Rufer in der Corona-Wüste

Das Land ist solidarisch. Die Regierung setzt alternativlose Maßnahmen gegen die Pandemie, Mainstream-Medien unterstützen dies unisono (Millionenspritzen über Inserate nehmen sie nur widerwillig an). Und selbstverständlich steht die Gesundheit über den Grundrechten, die Freiheit und insbesondere die Meinungsfreiheit. Und jeder, der da anderer Meinung ist, gesellt sich nolens volens zu den Rechtsextremisten, den Aluhutträgern, Querdenkern, Verschwörungstheoretikern und anderen gesellschaftsschädlichen Elementen. Und auf der politschen Bühne sind es nur die „Schmuddelkinder“, wie Österreichs Freiheitliche oder die AfD in Deutschland, die diesen Bereich unterstützen.

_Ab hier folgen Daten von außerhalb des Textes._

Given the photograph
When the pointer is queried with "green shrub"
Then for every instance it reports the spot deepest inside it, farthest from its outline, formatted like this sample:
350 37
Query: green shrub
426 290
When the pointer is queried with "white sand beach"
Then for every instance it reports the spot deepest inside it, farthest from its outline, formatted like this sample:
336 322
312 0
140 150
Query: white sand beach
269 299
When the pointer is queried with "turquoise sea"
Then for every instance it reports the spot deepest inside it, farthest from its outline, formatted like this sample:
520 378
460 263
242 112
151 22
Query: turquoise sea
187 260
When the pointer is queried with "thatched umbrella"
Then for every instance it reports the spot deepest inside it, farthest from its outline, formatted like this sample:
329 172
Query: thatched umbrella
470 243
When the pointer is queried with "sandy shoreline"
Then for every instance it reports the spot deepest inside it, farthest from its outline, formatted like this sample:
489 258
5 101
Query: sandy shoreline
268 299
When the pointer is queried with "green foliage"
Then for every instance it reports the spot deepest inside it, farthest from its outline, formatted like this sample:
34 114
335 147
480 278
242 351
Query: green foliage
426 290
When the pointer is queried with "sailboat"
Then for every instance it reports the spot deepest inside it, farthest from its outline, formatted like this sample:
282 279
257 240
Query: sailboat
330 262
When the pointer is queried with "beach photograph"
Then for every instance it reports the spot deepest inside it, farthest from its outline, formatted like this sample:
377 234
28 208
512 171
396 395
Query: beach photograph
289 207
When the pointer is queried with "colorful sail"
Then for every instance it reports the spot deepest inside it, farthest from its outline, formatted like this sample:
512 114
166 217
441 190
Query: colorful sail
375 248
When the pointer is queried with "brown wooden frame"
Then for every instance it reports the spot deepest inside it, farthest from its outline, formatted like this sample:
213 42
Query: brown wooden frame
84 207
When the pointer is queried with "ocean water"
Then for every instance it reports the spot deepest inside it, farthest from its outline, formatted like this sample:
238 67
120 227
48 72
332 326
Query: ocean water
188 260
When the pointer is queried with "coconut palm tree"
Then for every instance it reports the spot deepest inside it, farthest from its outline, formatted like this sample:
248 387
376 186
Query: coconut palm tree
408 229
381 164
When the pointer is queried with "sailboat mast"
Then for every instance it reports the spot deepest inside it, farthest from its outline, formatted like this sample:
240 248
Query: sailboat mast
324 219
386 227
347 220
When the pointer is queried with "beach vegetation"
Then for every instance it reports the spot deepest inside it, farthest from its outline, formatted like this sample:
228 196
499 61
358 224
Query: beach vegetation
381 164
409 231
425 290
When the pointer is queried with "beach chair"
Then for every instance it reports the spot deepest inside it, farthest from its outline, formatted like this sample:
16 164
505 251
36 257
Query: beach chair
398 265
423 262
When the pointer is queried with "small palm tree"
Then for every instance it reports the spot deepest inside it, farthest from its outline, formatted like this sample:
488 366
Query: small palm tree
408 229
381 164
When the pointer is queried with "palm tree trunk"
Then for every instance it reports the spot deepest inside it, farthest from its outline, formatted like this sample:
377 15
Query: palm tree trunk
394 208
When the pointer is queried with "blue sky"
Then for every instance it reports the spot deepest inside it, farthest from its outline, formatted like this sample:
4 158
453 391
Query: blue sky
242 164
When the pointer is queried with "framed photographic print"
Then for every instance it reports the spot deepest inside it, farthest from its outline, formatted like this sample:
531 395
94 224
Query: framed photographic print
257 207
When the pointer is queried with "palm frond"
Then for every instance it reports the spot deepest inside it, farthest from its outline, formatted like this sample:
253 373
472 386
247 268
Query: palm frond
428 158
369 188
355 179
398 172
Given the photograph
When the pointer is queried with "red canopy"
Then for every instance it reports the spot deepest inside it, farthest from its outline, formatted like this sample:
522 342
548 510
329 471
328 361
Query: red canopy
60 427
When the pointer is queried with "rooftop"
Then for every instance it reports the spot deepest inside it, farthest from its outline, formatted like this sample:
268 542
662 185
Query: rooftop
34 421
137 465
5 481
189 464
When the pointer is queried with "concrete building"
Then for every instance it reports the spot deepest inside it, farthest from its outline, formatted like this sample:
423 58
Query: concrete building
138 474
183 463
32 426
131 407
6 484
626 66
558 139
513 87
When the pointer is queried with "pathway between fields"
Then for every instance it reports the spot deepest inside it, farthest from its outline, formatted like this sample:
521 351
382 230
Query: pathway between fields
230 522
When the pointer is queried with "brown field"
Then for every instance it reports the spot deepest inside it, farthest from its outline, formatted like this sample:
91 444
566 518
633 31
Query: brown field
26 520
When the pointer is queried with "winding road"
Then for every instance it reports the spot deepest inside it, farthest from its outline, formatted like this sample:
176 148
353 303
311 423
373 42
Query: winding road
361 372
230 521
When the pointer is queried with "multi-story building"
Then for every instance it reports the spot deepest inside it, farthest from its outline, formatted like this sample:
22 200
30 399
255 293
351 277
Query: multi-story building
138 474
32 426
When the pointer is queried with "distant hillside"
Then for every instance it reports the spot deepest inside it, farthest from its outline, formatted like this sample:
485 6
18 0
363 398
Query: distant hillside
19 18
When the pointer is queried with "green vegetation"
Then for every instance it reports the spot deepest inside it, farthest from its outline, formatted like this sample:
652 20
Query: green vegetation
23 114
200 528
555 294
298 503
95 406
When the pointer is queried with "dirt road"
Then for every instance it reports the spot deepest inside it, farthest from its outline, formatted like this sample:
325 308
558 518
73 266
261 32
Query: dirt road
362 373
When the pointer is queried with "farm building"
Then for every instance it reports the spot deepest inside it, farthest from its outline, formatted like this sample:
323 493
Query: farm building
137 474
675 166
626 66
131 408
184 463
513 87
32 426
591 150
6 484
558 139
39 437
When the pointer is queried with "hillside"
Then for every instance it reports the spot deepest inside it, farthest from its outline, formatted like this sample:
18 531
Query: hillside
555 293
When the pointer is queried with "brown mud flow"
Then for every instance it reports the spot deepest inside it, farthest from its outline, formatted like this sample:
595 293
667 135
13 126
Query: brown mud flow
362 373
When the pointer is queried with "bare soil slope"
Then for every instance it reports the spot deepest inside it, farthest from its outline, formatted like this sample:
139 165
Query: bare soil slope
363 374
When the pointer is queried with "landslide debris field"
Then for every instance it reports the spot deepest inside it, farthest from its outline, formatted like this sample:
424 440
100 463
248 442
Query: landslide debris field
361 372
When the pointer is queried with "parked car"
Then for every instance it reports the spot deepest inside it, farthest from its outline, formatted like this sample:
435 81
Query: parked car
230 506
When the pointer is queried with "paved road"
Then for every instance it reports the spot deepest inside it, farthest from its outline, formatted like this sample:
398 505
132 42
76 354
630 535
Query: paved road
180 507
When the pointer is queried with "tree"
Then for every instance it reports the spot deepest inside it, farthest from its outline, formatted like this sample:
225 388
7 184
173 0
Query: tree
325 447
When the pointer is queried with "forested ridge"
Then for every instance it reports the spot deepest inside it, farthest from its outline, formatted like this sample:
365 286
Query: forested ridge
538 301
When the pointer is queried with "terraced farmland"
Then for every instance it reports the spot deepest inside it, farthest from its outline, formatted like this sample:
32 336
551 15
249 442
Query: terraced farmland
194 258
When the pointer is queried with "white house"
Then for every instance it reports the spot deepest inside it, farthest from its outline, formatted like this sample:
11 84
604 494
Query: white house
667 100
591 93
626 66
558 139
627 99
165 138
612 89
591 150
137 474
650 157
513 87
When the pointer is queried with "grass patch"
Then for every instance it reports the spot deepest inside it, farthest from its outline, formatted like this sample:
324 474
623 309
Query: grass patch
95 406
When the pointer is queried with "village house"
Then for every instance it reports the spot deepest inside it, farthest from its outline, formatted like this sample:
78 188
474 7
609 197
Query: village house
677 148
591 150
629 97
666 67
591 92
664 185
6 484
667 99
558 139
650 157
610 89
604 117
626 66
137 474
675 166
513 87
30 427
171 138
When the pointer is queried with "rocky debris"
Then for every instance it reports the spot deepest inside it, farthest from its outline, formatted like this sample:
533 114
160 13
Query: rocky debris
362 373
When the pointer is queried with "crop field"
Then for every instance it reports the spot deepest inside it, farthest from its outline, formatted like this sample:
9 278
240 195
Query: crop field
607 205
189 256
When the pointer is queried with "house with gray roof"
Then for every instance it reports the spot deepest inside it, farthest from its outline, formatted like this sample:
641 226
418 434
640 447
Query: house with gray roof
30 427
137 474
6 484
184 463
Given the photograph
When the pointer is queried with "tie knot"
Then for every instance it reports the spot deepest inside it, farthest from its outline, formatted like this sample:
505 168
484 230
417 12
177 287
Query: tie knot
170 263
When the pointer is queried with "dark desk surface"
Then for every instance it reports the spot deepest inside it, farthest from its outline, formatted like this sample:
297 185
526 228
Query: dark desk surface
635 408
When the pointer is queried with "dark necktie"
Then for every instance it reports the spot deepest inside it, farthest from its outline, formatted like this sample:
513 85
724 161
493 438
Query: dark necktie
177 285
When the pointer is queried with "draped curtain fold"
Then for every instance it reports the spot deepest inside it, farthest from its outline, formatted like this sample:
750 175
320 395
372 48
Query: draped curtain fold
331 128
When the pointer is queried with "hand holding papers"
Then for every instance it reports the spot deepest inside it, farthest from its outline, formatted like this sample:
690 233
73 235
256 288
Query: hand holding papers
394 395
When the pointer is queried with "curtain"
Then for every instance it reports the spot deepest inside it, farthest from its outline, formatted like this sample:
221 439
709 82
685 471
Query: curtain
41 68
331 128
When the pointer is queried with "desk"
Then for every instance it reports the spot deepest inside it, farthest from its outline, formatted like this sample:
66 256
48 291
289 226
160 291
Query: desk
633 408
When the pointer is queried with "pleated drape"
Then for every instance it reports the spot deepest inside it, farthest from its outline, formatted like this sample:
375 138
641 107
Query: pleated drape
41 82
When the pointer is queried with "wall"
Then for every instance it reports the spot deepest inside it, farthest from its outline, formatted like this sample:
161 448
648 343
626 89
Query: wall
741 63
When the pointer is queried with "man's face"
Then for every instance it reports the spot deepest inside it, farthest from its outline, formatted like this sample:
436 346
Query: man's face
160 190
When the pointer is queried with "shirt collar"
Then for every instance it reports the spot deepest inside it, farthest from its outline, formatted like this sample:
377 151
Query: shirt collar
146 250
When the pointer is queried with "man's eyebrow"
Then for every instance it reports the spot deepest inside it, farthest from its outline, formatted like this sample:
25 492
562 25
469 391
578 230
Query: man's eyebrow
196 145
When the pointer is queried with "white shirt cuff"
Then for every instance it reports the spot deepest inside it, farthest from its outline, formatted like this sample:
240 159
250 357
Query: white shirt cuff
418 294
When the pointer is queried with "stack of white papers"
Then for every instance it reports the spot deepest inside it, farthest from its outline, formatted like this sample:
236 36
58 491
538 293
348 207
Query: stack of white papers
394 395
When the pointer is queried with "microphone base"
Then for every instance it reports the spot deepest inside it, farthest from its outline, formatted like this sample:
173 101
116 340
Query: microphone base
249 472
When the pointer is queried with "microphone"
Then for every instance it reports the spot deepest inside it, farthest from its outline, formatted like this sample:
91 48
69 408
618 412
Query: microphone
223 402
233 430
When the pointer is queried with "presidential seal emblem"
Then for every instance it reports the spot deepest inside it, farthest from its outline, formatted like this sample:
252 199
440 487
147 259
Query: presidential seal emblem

Und dann melden sich da plötzlich gut 50 Mimen, bekannt aus Funk und Fernsehen, eine Reihe von Tatort-Kommissaren, den Superstars des öffentlich rechtlichen Rundfunks in Deutschland und Österreich, zu Wort. Professor Boerne alias Jan Josef Liefers, Ulrich Tukur, Ulrike Folkerts und Heike Makatsch und wie sie alle heißen und von österreichischer Seite Nina Proll, Roland Düringer, Nicholas Ofczarek, samt und sonders Schauspieler, die bisher durch alles andere, nur nicht durch rechte Gesinnung aufgefallen sind. Und unter dem Hashtag „#allesdichtmachen“ stellen sie satirisch-ironische Kurzvideos ins Netz, in denen sie den Maßnahmen der Regierungen in Berlin und Wien in der Pandemiebekämpfung und die damit verbunde gesamtgesellschaftliche Entwicklung geradezu vernichtend kritisieren.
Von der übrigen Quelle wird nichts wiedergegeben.